Advocates of abstinence are known for the not-entirely-helpful maxim that the safest sex is no sex at all. They do have a point, though, and if you are so pig-headed as to engage in any of the practices below, then you can pretty much count on being blissfully free of any concerns related to STDs or unwanted offspring (you might, however, be very, very lonely — your call). Here, seven forms of social birth control among men.
1. The Farmer’s Blow
Blowing your nose into anything other than a hanky or tissue? Even farmers are more civilized than that.
2. The Bathroom Recap
When you emerge from the bathroom, there’s no need to offer us a full description of the experience. When we said, “Tell us everything about you,” we didn’t mean everything.
3. The Kroeger
Anytime you play Nickelback, you can be sure that we will be rocking right out the door.
4. The Bad Laugh
Though not technically your fault, a bad laugh is an audible anti-aphrodisiac. Nothing like a conversation when you hope you won’t say anything funny.
5. The Text Chat
If you’re texting while I’m talking, you’ll soon be using your hands for more than just SMS.
6. The How’s-My-Hair
If you ask me how your hair is — and getting ready for an evening out takes you longer than me — we’ve got a problem. And it’s not your hair.
7. The It-Was-You
Passing gas and then blaming the lady? Not only unchivalrous, but also entirely unconvincing.
Naomi Snieckus is the co-artistic director of the improv theatre troupe The National Theatre of the World and the winner of this year’s Canadian Comedy Award for best female improviser.
Image courtesy of Rock and Racehorses.
Seriously, why the backlash against Nickelback? They’re one of the few bands with real rock and real instruments, as opposed to the electronic club garbage so many people listen to.
For the opposite list (men’s tips to women), add the Lady Gaga. You play Lady Gaga or any of that clubbish garbage and I’m out the door!
re: Blowing your nose into anything other than a hanky or tissue? Even farmers are more civilized than that.
I find your remarks bigoted.
Obviously.
Remove me from your list.
Jerald
I feel the same about nickelback. You girls are so selfish. Always judging and telling us how to be or what to be. Also stop accusing us of stuff you girls do like freaking texting all the time. Or is it that you think that all the girls are the same as you? I won’t go in détails of what i mean. I will just say, I believe you more trouble then its worth.
Martin and Gerald, excellent posts! The articles on this site seem to be mainly from high maintenance, pretentious women. It’s like we are supposed to bow down to them and be honoured to be graced with their presence.

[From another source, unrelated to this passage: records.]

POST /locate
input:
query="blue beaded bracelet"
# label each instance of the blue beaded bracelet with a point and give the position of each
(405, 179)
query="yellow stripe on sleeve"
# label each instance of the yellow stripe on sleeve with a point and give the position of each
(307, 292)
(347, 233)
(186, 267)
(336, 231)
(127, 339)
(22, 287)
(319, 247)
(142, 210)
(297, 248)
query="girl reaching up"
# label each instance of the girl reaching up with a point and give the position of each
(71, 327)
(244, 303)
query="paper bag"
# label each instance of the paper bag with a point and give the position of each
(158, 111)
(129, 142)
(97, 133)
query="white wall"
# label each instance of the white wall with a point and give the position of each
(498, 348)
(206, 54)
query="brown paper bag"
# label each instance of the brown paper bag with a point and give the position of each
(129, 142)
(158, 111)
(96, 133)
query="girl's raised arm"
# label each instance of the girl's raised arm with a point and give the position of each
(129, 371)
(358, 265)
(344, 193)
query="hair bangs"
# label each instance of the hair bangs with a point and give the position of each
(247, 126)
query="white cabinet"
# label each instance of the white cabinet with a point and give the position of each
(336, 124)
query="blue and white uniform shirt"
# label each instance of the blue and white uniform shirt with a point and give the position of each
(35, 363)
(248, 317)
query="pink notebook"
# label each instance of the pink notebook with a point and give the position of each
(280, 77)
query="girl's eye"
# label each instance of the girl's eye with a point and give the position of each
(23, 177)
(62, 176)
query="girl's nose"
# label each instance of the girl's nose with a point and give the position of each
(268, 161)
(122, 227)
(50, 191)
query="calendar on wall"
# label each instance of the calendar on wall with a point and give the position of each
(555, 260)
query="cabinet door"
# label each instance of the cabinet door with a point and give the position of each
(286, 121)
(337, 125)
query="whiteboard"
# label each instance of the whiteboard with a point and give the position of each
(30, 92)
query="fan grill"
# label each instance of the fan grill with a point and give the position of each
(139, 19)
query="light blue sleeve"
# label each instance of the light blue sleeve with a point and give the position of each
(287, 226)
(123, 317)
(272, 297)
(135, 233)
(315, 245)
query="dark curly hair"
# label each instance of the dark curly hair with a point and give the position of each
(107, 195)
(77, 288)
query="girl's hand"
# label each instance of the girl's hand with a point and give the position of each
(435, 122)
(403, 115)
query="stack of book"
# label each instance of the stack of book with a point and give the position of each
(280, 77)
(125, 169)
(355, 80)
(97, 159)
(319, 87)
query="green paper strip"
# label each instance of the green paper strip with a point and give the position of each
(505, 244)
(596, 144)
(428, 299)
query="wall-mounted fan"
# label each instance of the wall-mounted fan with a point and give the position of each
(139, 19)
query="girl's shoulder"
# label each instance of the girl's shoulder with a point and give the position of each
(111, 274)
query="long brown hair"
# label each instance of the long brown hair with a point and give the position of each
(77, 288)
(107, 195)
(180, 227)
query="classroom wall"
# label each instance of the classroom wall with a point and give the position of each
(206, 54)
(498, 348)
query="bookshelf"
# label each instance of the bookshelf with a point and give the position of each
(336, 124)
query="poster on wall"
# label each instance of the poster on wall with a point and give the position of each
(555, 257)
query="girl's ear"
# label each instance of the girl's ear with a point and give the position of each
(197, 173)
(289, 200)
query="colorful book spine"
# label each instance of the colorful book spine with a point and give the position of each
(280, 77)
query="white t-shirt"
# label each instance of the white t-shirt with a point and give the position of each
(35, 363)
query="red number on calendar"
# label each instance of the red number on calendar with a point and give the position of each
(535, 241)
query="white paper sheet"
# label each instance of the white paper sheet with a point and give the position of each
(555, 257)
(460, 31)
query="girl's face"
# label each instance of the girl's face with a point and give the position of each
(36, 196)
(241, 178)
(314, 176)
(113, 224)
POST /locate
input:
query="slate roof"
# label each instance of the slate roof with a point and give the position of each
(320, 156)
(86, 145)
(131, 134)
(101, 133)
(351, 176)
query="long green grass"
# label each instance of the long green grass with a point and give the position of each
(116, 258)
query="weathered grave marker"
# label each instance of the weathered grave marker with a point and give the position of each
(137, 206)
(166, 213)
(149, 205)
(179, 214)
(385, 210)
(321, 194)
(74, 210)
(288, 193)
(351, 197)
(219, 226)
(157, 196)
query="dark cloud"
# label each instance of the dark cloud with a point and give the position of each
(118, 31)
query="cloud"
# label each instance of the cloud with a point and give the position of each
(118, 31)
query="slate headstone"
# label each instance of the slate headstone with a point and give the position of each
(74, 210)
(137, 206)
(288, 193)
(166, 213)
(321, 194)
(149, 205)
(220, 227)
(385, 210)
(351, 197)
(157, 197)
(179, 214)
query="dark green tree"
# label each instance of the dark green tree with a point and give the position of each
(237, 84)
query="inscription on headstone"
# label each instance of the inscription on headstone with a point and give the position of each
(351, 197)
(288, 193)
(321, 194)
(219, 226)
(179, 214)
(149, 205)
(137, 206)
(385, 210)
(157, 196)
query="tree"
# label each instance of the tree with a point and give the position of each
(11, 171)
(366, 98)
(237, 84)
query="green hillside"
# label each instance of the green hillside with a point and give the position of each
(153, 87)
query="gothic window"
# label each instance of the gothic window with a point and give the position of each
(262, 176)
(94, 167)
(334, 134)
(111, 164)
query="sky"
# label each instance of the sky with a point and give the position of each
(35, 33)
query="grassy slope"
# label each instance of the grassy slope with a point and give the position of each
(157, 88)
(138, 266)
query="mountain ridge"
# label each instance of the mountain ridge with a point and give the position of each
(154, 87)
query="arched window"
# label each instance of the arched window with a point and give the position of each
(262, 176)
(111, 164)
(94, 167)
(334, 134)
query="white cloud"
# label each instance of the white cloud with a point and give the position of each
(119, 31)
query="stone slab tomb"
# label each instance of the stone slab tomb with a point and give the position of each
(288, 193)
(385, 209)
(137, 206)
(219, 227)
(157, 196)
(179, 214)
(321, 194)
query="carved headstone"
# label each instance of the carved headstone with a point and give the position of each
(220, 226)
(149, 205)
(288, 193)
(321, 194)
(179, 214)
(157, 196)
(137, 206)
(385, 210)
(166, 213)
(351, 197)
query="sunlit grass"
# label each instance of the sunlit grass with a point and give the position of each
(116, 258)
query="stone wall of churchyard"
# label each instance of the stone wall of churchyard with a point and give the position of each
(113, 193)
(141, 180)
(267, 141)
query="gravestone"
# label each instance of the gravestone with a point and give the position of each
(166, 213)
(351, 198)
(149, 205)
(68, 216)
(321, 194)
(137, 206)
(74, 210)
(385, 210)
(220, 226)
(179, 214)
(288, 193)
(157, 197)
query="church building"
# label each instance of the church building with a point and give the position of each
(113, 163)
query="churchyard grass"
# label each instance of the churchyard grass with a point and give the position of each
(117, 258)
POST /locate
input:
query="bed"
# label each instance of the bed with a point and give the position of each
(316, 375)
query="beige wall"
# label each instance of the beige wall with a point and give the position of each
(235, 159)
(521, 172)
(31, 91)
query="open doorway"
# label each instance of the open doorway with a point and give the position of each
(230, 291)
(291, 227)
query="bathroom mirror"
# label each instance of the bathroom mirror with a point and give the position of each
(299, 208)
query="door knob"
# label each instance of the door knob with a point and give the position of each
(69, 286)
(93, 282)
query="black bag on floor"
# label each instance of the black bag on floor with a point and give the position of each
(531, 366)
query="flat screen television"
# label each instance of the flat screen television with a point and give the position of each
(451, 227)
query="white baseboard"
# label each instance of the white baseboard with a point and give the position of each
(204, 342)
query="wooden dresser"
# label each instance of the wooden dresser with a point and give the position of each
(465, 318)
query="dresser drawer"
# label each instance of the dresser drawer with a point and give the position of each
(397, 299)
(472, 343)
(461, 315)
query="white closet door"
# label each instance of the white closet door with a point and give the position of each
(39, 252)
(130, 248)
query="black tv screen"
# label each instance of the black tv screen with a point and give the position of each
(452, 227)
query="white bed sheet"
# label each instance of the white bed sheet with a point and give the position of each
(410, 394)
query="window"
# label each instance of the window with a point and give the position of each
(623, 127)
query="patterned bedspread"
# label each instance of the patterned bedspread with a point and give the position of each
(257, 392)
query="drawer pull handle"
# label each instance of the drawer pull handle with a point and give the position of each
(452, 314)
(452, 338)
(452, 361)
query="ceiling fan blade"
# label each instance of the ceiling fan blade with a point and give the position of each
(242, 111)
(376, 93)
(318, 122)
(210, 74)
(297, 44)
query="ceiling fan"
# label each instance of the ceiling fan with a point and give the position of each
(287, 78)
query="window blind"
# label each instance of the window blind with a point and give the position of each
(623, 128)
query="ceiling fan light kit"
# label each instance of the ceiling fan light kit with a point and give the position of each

Maybe I’m lucky, but the women I’ve known and dated weren’t like that. I’m fairly new in Ontario, don’t live in Toronto though. I don’t find women standoffish or pretentious here, is it different in the city itself or does this site just find the self-important seeming ones to write for them?
Settle down, guys. I agree that the “XXonXY” articles often leave alot to be desired, but if you’ve got a problem with any of these items, then you’ve got problems. This ain’t high-maintenance stuff here. I mean seriously, who actually does #1 or 2 or 7? Or #3, for that matter.
Is Snieckus a Lithuanian name?
It’s more of a general comment. 1 and 2 are obvious. But 3 is personal taste. Nickelback is one of my favourite bands and I think all club music is crap. But I wouldn’t avoid dating or befriending someone who liked club music. By the same token, if I’m accepting of that music, they’d have to be accepting of mine!!
Nickelback have two great songs and if I played them in the right context you would unquestioningly go home with me. Just because Chad Kroeger is vapid, doesn’t mean he can’t write a great song, and Burn it to the Ground is one of them. And while I’m here, I would love the opportunity to write your article, but directed at women. I’ll get the whole sales team here in on it and we’ll make the playing field even. 😉
How is it that a putatively ‘GuyStuff’ section’s relationship section is all gurl ? More to the point, clueless gurls who want to Set The Rules for MEN, but who see any staying without OUR Rules as not even being worthy of acknowledgement.
Here’s one for the gurls: When you need to have the toilet seat lowered, YOU do it. It’s not our job to prep the bathroom for you.
Oh, and bring cash on a date; We guys aren’t Free Meal Providers.